Simufilam binds to filamin, a ubiquitous scaffolding protein and regulator of the actin cytoskeleton. Filamin has been reported to stabilize the high-affinity interaction of soluble Aβ42 and the α7 nicotinic acetylcholine receptor (α7nAChR), which has been reported to trigger tau phosphorylation and synaptic dysfunction in some experimental systems (Wang et al., 2000; Wang et al., 2003Snyder et al., 2005).

Preclinical studies suggest that PTI-125 prevents and reverses the binding of Aβ42 to α7nAChR. In one, daily infusions of human synthetic Aβ42 into mouse cerebral ventricles resulted in association of Aβ42 and filamin with α7 receptors in the hippocampus and prefrontal cortex. Concomitant intraperitoneal PTI-125 injections prevented this association, reduced tau phosphorylation and amyloid deposition, and normalized signaling through the α7, NDMA, and insulin receptors. PTI-125 reportedly tamped down Aβ-induced inflammatory cytokine release by blocking filamin recruitment to toll-like receptor 4. When applied to human AD postmortem brain tissue, PTI-125 was reported to cause filamin and Aβ42 to dissociate from the α7 receptor (Jul 2012 news).

Two months of oral PTI-125 in 3xTg AD mice reportedly reduced tau hyperphosphorylation, amyloid and tau deposition, and neuroinflammation, and restored synaptic function, nesting behavior, and spatial and working memory relative to untreated mice. The study claimed that Aβ42 induces a conformational change in filamin, which would promote its association with the α7 and toll-like receptors, enabling Aβ42 toxicity and inflammation. PTI-125 was said to preferentially bind altered filamin and normalize its conformation (Wang et al., 2017). Most research on filamin, Aβ42 and Alzheimer's comes from the same laboratory.

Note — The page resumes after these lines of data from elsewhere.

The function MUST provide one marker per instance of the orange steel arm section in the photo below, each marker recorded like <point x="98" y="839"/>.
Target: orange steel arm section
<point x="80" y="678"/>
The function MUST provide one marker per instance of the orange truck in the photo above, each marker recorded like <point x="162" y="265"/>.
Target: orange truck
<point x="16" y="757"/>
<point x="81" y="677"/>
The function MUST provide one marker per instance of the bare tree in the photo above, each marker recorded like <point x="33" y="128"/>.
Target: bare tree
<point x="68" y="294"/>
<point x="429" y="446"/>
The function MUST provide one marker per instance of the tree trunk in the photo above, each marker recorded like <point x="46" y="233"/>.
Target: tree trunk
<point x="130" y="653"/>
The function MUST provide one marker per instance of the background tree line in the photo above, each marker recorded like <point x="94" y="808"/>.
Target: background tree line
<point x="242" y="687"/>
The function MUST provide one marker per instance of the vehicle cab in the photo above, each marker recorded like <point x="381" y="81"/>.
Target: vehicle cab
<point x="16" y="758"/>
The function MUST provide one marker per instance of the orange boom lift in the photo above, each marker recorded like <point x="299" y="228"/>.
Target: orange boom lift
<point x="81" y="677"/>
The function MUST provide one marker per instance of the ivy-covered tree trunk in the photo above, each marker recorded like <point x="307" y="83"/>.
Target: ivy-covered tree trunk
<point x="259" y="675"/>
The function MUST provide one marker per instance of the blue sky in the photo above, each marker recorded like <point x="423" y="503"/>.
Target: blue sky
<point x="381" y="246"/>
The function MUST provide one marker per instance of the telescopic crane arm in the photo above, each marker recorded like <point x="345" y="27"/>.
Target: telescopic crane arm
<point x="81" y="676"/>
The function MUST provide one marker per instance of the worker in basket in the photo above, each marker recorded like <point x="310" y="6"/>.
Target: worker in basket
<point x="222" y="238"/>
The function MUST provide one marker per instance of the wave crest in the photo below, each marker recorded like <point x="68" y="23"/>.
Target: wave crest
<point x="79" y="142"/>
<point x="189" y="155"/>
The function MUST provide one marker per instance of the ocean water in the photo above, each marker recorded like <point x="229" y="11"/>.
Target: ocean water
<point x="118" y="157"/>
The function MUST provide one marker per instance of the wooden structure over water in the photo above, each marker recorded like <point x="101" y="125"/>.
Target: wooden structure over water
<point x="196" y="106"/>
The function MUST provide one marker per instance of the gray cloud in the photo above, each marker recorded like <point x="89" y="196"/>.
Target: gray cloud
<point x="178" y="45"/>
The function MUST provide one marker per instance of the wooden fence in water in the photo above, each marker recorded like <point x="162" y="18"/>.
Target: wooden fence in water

In 2017, Cassava Sciences started with a Phase 1 safety study of 50, 100, or 200 mg of PTI-125 in 24 healthy adults.

In early 2019, the company ran an NIH-funded Phase 2a trial in people with mild to moderate AD. This open-label, multicenter safety, pharmacokinetics, and biomarker study enrolled 13 participants with MMSE scores between 16 and 24 and a CSF total tau/Aβ42 ratio of 0.30 or higher. They took 100 mg PTI-125 capsules twice daily for 28 days. Primary outcomes were pharmacokinetic measures; secondary ones were CSF biomarkers of Alzheimer’s pathology, neurodegeneration, and neuroinflammation. The study measured levels of PTI-125DX, an experimental diagnostic biomarker to indicate altered filamin in blood.

In a September 2019 press release, Cassava claimed that drug treatment significantly decreased CSF total and phosphorylated tauT181, neurofilament light, neurogranin, YKL-40, Il-6, Il-1β, and TNFα, consistent with drug effects countering neurodegeneration and -inflammation. P-tauT181 and neurogranin fell by about a third with treatment, while the inflammatory markers decreased from 5 to 14 percent. Every participant showed changes on most markers with treatment. The ratio of phosphorylated tau to Aβ42 apparently improved. This trial did not measure cognition. At CTAD, the company presented data showing reduction in plasma levels of neurogranin, total tau, neurofilament light, and YLK-40 after treatment. Multiple forms of modified tau declined in plasma, including p-tauT181, p-tauT202, and p-tauT231, as did a nitrated form of tau, n-tauY29 (Dec 2019 conference news). The data were published after peer review (Wang et al., 2020).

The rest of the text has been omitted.